College Football: How Scandal, Debauchery and Lies Broke My Heart

Ryan NelsonCorrespondent ISeptember 14, 2011

GLENDALE, AZ - JANUARY 08:  Quarterback Troy Smith #10 of the Ohio State Buckeyes scrambles with the ball against the Florida Gators during the 2007 Tostitos BCS National Championship Game at the University of Phoenix Stadium on January 8, 2007 in Glendale, Arizona.  (Photo by Doug Pensinger/Getty Images)
Doug Pensinger/Getty Images

Until the fall of 2005, I thought anything other than pro football was awful. I thought it was stupid, and I just didn't care enough to watch.

Then, I saw my first game of college football. It was Michigan vs. Ohio State, and I was forced to take a side.

I watched the game intently, studying the passion and love that these players and fans had.

And it hit me like a ton of bricks: I was falling in love with the tradition of college football.

On that cool November day in Minnesota, I fell in love with Ohio State football. I have stuck with them through everything since then.
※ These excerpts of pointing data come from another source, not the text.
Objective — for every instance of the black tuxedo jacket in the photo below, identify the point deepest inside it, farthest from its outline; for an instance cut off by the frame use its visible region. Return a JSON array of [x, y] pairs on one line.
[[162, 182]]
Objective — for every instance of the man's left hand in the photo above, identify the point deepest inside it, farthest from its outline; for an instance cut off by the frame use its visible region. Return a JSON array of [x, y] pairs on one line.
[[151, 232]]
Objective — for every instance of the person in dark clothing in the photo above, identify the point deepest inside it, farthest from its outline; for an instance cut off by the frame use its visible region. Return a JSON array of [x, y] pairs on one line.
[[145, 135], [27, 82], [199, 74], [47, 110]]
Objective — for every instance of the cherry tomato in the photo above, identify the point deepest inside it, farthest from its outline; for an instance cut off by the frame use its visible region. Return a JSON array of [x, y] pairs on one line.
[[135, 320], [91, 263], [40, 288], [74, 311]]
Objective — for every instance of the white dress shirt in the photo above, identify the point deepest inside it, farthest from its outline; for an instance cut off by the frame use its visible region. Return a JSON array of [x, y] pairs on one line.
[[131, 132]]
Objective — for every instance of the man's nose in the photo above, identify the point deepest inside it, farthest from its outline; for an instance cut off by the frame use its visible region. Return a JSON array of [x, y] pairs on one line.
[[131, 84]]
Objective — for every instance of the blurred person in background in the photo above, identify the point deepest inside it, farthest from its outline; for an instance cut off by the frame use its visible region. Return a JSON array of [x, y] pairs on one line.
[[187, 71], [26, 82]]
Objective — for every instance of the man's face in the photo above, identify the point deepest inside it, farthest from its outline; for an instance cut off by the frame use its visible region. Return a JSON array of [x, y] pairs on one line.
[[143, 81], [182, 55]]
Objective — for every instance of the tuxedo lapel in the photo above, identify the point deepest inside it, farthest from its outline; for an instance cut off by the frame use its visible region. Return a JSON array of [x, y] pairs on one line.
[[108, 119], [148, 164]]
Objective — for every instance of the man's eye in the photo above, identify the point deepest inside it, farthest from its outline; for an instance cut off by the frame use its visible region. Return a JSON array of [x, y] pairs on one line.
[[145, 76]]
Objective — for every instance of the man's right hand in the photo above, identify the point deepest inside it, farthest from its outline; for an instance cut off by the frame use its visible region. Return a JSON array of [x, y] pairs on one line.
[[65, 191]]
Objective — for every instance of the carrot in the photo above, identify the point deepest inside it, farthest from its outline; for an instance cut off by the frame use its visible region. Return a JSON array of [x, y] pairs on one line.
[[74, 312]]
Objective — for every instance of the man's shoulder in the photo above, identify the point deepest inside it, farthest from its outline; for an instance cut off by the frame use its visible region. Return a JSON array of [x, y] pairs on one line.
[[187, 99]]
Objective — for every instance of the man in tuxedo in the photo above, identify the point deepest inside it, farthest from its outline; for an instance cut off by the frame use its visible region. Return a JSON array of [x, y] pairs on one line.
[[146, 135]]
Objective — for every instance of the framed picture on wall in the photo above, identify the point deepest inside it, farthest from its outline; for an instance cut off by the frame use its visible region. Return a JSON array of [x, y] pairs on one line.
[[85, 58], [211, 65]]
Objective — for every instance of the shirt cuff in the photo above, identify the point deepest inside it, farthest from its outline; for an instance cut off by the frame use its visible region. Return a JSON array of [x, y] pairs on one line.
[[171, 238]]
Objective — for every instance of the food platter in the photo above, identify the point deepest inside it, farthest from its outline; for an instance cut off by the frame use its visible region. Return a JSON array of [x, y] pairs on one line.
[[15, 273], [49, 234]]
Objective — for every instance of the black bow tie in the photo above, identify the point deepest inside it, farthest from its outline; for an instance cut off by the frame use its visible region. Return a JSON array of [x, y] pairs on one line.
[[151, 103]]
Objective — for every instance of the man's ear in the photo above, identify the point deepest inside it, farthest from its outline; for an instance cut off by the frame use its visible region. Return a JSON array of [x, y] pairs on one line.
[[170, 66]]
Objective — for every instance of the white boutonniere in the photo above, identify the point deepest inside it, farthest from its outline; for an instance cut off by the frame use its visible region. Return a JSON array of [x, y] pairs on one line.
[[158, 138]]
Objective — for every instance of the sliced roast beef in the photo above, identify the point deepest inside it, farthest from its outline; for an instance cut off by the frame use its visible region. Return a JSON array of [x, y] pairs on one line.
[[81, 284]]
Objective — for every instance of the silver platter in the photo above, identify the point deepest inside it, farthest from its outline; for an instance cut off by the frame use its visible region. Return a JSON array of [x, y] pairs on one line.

Even the 41-14 BCS drubbing at the hands of the Florida Gators, a team I would come to hate in later years for various reasons, but mostly because of the BCS game against my beloved Buckeyes.

Now, it's important to note I had zero connection to the Ohio State football program, or the university for that matter. But it was that 25-21 game against Michigan.

That game, where my brother took the side of the maize and blue, and I took the scarlet and gray. It started a love affair with college football that, for me, changed the way I saw the game completely.

Football was no longer about the Super Bowl, or even about the BCS National Championship.

It was about tradition. Passion. Love for the game.

It was beating Michigan. It was watching Oklahoma and Texas, USC and Cal, Alabama and LSU, and Tennessee and Florida.

Games that, every time I saw them, deepened my love for college football. The controversy, the last-minute drives, the last-minute interceptions.

I loved it all. Even if my team lost, I could take comfort in the fact that I just saw a great game.

All of that changed this year.

When I heard of the scandal at Ohio State, I was in a hotel room in Duluth, Minnesota. I sat on my bed. Mouth agape. I couldn't believe it.

My college football innocence had been stolen. I was content before, believing everything was all right in the world of college ball. I was happy.

Now, I don't know how to look at it.

Everything seems wrong in the world. I went to football for solace. I watched the game to escape my problems.

Now football has its own problems and I don't trust it. It's like my girlfriend of 7 years cheating on me with my best friend!

I still love it. I still want it. But I feel like it's not trustworthy. I can't forgive it. I'm heartbroken.

I truly hope for college football to regain my trust. I love nothing more than sitting around on a Saturday afternoon and watching football.

But I need to be able to put my heart in it again.